Members of Ms Tymoshenko's party blocked her supposed ally from the speaker's rostrum to demand that parliament first pass a raft of anti-inflation measures and approve a new privatisation chief to speed through the sale of state assets.
"For the first time in our history we have an unprecedented case when the parliamentary majority, which bears responsibility for the work of the Ukrainian parliament, is blocking it," Mr Yushchenko said outside the assembly.
He has accused Ms Tymoshenko of fuelling inflation with popular but expensive social spending measures, while she accuses him of hampering vital privatisations and trying to undermine her popularity before a potential challenge for the presidency in 2009 or 2010.
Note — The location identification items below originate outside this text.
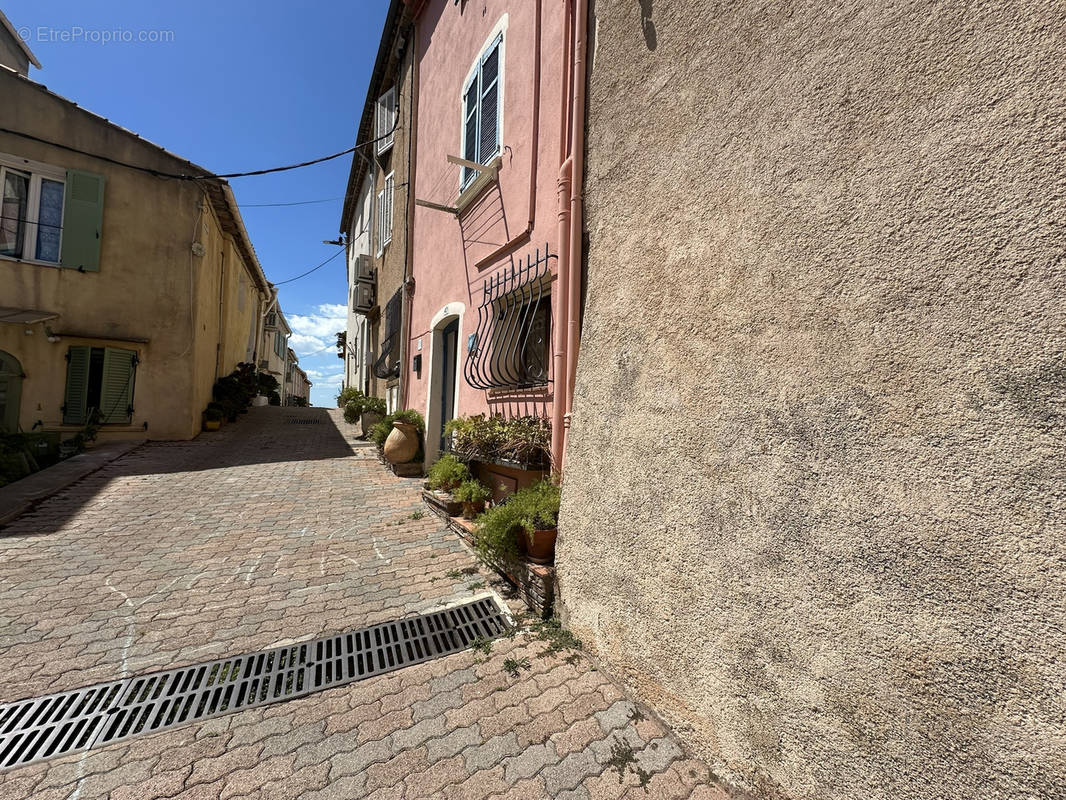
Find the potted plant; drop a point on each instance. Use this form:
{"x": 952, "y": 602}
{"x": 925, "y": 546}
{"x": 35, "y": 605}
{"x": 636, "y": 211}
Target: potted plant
{"x": 402, "y": 441}
{"x": 448, "y": 474}
{"x": 371, "y": 413}
{"x": 526, "y": 523}
{"x": 472, "y": 494}
{"x": 212, "y": 419}
{"x": 353, "y": 410}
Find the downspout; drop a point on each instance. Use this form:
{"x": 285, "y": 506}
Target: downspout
{"x": 534, "y": 154}
{"x": 222, "y": 315}
{"x": 577, "y": 210}
{"x": 408, "y": 266}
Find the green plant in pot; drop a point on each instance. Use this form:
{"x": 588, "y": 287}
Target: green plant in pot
{"x": 448, "y": 474}
{"x": 527, "y": 522}
{"x": 353, "y": 410}
{"x": 472, "y": 494}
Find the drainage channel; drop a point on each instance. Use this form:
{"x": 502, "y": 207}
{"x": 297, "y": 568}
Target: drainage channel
{"x": 74, "y": 721}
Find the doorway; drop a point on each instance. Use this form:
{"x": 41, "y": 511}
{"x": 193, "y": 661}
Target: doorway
{"x": 449, "y": 351}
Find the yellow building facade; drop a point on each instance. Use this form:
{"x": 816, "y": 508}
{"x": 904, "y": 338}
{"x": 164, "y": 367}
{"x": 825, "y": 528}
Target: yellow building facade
{"x": 120, "y": 289}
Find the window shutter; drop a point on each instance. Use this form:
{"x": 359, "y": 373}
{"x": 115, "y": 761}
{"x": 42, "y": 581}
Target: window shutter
{"x": 116, "y": 385}
{"x": 74, "y": 409}
{"x": 82, "y": 221}
{"x": 385, "y": 117}
{"x": 381, "y": 222}
{"x": 488, "y": 127}
{"x": 389, "y": 186}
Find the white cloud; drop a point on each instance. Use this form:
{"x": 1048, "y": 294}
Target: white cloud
{"x": 326, "y": 320}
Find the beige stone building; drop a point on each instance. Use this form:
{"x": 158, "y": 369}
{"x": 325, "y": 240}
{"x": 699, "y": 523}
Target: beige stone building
{"x": 120, "y": 289}
{"x": 375, "y": 220}
{"x": 814, "y": 501}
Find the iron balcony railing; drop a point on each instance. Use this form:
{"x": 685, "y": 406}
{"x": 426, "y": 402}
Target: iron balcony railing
{"x": 511, "y": 346}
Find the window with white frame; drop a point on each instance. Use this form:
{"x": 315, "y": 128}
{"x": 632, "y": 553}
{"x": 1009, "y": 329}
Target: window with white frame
{"x": 482, "y": 100}
{"x": 31, "y": 220}
{"x": 385, "y": 213}
{"x": 385, "y": 120}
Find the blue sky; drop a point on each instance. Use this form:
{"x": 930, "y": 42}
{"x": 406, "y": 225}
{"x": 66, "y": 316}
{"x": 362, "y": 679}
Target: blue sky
{"x": 240, "y": 85}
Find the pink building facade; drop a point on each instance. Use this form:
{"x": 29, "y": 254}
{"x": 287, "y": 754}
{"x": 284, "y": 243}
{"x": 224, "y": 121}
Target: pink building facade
{"x": 489, "y": 291}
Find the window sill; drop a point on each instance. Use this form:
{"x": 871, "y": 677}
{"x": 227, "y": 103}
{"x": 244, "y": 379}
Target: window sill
{"x": 32, "y": 261}
{"x": 487, "y": 177}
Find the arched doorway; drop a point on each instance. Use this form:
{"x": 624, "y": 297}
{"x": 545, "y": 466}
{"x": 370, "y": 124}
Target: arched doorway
{"x": 445, "y": 370}
{"x": 11, "y": 392}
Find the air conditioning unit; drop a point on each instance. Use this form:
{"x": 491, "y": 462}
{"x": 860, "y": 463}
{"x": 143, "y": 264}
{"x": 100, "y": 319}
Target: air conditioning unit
{"x": 364, "y": 268}
{"x": 365, "y": 297}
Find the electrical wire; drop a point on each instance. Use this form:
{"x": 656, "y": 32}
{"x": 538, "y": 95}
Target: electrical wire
{"x": 304, "y": 274}
{"x": 207, "y": 176}
{"x": 299, "y": 203}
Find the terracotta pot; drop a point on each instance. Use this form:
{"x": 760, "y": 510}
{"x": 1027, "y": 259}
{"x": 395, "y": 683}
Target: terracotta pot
{"x": 367, "y": 421}
{"x": 542, "y": 548}
{"x": 470, "y": 510}
{"x": 402, "y": 444}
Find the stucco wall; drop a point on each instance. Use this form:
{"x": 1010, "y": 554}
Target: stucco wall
{"x": 453, "y": 255}
{"x": 814, "y": 504}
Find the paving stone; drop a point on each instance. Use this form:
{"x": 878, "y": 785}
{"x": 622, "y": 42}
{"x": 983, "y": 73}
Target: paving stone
{"x": 161, "y": 784}
{"x": 160, "y": 544}
{"x": 658, "y": 754}
{"x": 431, "y": 782}
{"x": 569, "y": 772}
{"x": 616, "y": 716}
{"x": 479, "y": 786}
{"x": 491, "y": 752}
{"x": 453, "y": 742}
{"x": 529, "y": 762}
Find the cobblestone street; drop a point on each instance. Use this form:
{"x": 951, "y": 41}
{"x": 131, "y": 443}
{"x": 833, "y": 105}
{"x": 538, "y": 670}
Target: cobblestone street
{"x": 272, "y": 531}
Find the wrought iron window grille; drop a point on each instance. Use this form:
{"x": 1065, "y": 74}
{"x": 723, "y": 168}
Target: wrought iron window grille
{"x": 511, "y": 346}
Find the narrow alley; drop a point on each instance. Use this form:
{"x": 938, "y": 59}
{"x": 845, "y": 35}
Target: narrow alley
{"x": 279, "y": 529}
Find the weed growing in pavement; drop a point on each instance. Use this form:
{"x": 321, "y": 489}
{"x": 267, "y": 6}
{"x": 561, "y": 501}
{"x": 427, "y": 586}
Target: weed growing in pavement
{"x": 558, "y": 638}
{"x": 514, "y": 666}
{"x": 482, "y": 646}
{"x": 622, "y": 757}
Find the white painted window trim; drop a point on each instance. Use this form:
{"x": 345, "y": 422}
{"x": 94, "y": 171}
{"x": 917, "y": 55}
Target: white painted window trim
{"x": 498, "y": 32}
{"x": 36, "y": 171}
{"x": 385, "y": 120}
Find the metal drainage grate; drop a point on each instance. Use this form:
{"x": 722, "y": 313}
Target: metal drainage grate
{"x": 67, "y": 722}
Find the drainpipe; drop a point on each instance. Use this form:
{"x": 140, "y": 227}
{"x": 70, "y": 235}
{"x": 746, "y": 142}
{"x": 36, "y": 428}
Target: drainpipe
{"x": 577, "y": 209}
{"x": 562, "y": 285}
{"x": 562, "y": 306}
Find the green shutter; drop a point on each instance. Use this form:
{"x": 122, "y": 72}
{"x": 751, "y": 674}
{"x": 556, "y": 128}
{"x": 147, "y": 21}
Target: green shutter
{"x": 82, "y": 221}
{"x": 74, "y": 411}
{"x": 116, "y": 386}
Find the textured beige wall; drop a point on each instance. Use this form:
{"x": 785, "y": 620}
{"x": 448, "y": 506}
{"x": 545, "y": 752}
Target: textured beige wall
{"x": 814, "y": 500}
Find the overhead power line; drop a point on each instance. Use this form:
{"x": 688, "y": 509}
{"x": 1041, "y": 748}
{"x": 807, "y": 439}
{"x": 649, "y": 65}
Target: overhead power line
{"x": 304, "y": 274}
{"x": 206, "y": 176}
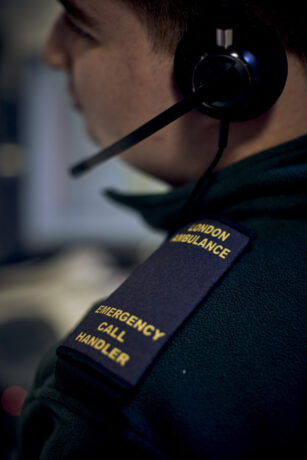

"I call on the government and the coalition: Do not go down the path of populism and instead work on precise anti-inflationary measures," Mr Yushchenko said in an address delivered before television cameras and shown in parliament and across the country.
Allies of Ms Tymoshenko - who led the 2004 Orange Revolution with Mr Yushchenko but was sacked as prime minister the following year, only to return to the post after last year's elections - said they had no choice but to protest at the president's stance.
"We, as a ruling party in the coalition, have to do this. We do not care about the agenda, as we have to fight inflation and change officials," said Ivan Kyrylenko, parliamentary chief of Ms Tymoshenko's party.
The friction between the stolid Mr Yushchenko and the fiery Ms Tymoshenko is exacerbated by her greater popularity and the possibility that she will run against him in the next presidential election.
With the coalition government under intense strain, Mr Yushchenko also faced calls from the party of former premier Viktor Yanukovich, which has close ties with Moscow and is very strong in the Russian-speaking east of Ukraine, to call snap elections.